Once they are restored, the flooring will look something like this
A railway engineer working on the project said, "CSMT, which is a UNESCO world heritage site building is being completely restored and as a part of that process, the old offices and artificial alterations done to the building are being dismantled. When we removed the layer of cement tile floorings, we uncovered the original tile work that is intact and now plan to restore it. We will get conservation architects to work on it."
"While the corridors have similar Minton tiles, the inside rooms also have similar patterns, which are in the process of being cleaned up now. One can see a mix of blue and red tiles and a few others that are white," he added.
One by one
"The floor in one of the rooms has black and white squares and the other has reddish-yellow and blue Minton patterned tiling, which is now covered under dust and rubble.
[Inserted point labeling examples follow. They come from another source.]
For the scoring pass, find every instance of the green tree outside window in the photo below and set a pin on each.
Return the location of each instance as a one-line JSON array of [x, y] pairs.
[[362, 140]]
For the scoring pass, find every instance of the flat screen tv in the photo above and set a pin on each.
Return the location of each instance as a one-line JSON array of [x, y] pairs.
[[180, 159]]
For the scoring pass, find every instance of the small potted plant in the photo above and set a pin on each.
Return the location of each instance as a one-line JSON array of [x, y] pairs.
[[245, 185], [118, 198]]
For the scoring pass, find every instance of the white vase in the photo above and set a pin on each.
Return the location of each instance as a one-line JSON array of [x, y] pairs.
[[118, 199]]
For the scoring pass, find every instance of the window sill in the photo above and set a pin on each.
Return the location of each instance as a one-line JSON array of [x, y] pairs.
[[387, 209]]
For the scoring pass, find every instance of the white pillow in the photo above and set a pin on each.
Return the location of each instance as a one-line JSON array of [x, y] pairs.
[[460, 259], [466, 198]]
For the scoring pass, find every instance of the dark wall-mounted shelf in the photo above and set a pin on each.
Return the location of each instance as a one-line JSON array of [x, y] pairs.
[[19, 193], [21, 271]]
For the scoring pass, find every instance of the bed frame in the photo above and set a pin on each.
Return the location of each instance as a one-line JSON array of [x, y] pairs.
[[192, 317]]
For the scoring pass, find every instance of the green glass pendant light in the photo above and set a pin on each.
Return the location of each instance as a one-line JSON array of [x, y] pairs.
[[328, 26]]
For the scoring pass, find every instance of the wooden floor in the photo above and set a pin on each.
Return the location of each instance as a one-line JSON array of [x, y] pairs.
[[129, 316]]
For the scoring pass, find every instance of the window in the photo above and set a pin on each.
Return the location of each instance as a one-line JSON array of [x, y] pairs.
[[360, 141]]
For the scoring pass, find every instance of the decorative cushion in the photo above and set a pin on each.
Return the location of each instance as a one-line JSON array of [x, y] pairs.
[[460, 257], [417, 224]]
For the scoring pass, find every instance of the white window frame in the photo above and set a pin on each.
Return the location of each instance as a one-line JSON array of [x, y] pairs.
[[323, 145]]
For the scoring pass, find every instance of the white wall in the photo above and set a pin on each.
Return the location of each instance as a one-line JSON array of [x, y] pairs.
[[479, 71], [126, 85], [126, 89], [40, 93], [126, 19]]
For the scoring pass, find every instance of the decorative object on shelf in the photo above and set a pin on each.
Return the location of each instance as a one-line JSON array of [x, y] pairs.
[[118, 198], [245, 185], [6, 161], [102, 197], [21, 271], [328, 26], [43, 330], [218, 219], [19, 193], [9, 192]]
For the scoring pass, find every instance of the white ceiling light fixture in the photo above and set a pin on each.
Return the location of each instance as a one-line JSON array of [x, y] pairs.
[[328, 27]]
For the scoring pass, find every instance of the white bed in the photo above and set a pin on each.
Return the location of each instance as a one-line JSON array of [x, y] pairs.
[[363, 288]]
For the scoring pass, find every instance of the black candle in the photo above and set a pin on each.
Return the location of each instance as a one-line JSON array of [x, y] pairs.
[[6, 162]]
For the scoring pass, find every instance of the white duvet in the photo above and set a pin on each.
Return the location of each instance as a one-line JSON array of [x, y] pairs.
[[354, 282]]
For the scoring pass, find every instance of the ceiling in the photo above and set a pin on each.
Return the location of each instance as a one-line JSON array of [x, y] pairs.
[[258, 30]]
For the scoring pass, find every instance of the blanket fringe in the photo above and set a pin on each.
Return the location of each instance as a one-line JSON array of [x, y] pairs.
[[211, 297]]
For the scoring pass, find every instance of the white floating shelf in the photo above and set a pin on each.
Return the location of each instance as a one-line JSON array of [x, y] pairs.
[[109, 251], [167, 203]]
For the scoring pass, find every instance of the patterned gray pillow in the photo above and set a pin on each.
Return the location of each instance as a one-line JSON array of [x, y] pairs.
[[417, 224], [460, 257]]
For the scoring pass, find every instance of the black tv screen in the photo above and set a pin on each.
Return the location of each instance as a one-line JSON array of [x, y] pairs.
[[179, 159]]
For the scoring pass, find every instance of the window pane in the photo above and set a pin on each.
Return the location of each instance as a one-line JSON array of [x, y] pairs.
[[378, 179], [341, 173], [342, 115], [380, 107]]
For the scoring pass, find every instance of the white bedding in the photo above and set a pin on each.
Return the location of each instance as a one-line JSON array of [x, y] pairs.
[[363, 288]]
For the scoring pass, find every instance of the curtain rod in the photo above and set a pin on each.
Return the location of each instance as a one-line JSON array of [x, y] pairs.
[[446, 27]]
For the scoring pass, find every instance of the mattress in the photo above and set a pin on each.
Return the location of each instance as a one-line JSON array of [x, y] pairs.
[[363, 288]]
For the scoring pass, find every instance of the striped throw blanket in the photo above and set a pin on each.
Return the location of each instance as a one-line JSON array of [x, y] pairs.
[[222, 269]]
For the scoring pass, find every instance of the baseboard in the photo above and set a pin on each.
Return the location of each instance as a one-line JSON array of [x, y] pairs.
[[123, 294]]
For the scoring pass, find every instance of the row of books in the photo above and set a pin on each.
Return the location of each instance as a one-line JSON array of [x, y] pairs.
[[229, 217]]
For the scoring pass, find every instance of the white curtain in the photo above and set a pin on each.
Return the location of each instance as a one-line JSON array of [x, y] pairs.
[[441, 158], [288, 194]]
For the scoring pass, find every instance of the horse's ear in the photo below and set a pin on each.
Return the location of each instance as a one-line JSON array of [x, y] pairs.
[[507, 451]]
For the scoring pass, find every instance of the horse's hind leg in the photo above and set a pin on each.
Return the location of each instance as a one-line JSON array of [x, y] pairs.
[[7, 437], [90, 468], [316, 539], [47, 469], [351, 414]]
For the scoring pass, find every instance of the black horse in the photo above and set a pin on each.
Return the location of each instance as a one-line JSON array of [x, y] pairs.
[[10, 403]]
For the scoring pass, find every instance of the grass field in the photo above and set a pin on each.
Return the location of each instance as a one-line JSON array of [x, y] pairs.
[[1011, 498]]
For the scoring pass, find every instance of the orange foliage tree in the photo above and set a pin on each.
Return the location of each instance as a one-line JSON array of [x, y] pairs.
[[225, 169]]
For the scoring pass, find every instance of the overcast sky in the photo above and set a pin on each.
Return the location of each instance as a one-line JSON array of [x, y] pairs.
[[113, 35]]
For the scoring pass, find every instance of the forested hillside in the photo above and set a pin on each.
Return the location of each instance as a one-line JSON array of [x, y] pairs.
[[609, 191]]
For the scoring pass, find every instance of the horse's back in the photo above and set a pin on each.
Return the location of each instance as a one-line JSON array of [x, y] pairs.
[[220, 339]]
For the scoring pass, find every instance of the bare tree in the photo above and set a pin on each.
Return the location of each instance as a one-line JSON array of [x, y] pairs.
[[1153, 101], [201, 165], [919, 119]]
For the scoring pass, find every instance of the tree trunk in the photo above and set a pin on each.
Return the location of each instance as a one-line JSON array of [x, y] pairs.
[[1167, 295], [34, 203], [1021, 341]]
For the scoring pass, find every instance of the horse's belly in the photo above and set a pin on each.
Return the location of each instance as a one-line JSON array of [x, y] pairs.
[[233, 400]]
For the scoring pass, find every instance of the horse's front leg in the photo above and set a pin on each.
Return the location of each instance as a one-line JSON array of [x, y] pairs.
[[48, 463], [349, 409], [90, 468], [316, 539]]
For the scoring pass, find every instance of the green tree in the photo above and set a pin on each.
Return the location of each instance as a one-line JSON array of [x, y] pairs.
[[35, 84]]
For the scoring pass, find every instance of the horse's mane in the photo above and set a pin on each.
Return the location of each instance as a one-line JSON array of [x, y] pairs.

It was once a key feature of this building. The two rooms of about 1,000 sq ft each were the cash office of CR with a maze of tables and chairs, cabins, and false ceiling," said an official.
"The corridors and rooms are being restored one by one and are being stripped of all the artificial touches. We are turning the building into its original form. Once restored, we can walk through the corridors and the breeze will flow as it used to without any hurdles," he added.
Central Railway's chief public relations officer Sunil Udasi confirmed that the railways intended to restore all types of original tile patterns found at the railway cash offices. He also said that the corridors would be free of all clutter.
Railway officials said that the flooring would now be washed to make the entire tiling pattern properly visible. "Once this is done, we shall call conservation experts so that they can examine and identify them and give their opinion. But in all cases, we intend to restore them to their original form," said the engineer.
"The first step should be to clean and restore them to their original glory. If it is not possible to restore them, an attempt should be made to get to the closest replica," said conservation architect Vikas Dilawari.
Designed by Fredrick William Stevens, the heritage building for the Great Indian Peninsula Railway's (now Central Railway) head office was constructed meticulously for 10 years between 1878 and 1888, with Indian contractors, workers and students from the JJ School of Art.